Como a dificuldade de lidar com paradoxos prejudica o Brasil
A vida das pessoas, das organizações e dos países é marcada por paradoxos ou tensões entre forças opostas. Os exemplos são vários. Lidar com o curto prazo e seus incêndios versus desenvolver ações necessárias para o longo prazo; cuidar da saúde versus tocar as demandas do cotidiano; garantir alta qualidade versus manter custos sob controle etc.
O problema dos paradoxos é que as tensões tendem a se resolver em favor de uma das dimensões contrastantes, a que tem a atração mais forte –por exemplo, as pessoas, organizações ou países costumam focar suas preocupações no curto prazo. Porém, essa solução é geralmente enganosa: a tensão continua latente na maior parte dos casos e os problemas continuam ressurgindo.
Um paradoxo fundamental para o país é a tensão entre o possível e o ideal, que foi basicamente ignorado na Constituição de 1988. Criou-se no papel um país que não cabe no PIB, gerando uma dinâmica insustentável de gastos públicos. Em certos contextos, como em mudanças organizacionais, até vale a pena apostar um pouco mais no ideal. Mas na economia isso não costuma dar muito certo.
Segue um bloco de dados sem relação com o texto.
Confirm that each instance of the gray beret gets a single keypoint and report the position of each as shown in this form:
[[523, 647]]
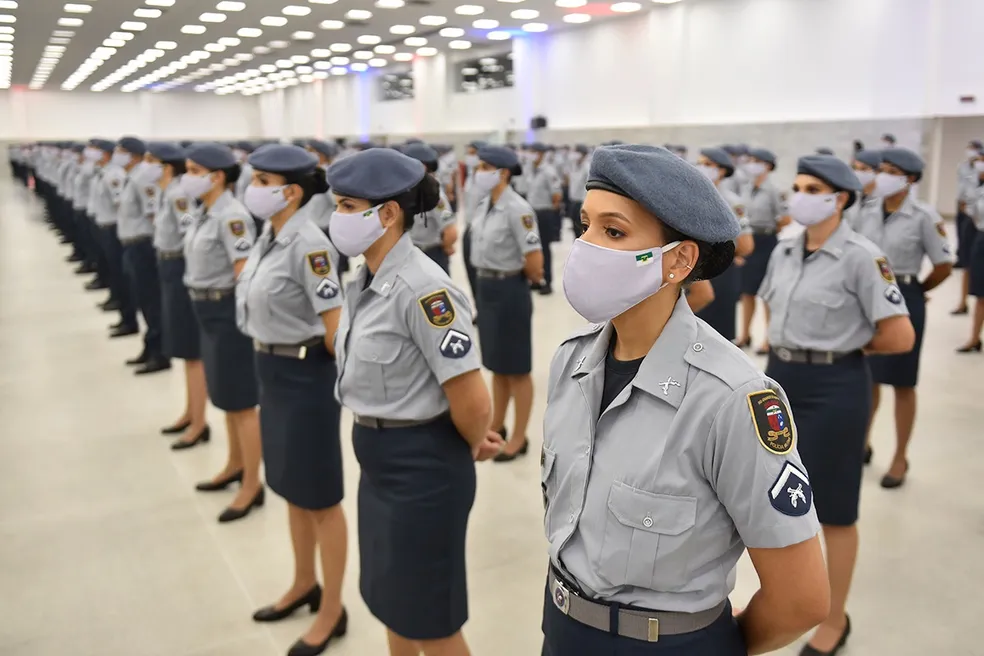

Outro exemplo da Constituição são as vinculações orçamentárias. Aqui o constituinte optou por parecer justo ao garantir um percentual mínimo para gastos como educação e saúde, em detrimento de criar mecanismos para favorecer a eficácia do Estado nessas áreas. Outra tensão mal resolvida nos 3 níveis de governo é a tendência a favorecer empresas específicas com benefícios de compadrio versus a adoção de políticas horizontais, que têm maior potencial para o desenvolvimento econômico.
O setor público brasileiro também tem predileção por atacar sintomas em vez das causas de fundo dos problemas. Os sintomas têm um “campo de força” mais forte, criando, assim, “atratores” irresistíveis para gestores políticos preocupados com seu capital eleitoral. É muito mais fácil gastar com policiamento ostensivo do que com creches de qualidade para todas as crianças pobres, por exemplo.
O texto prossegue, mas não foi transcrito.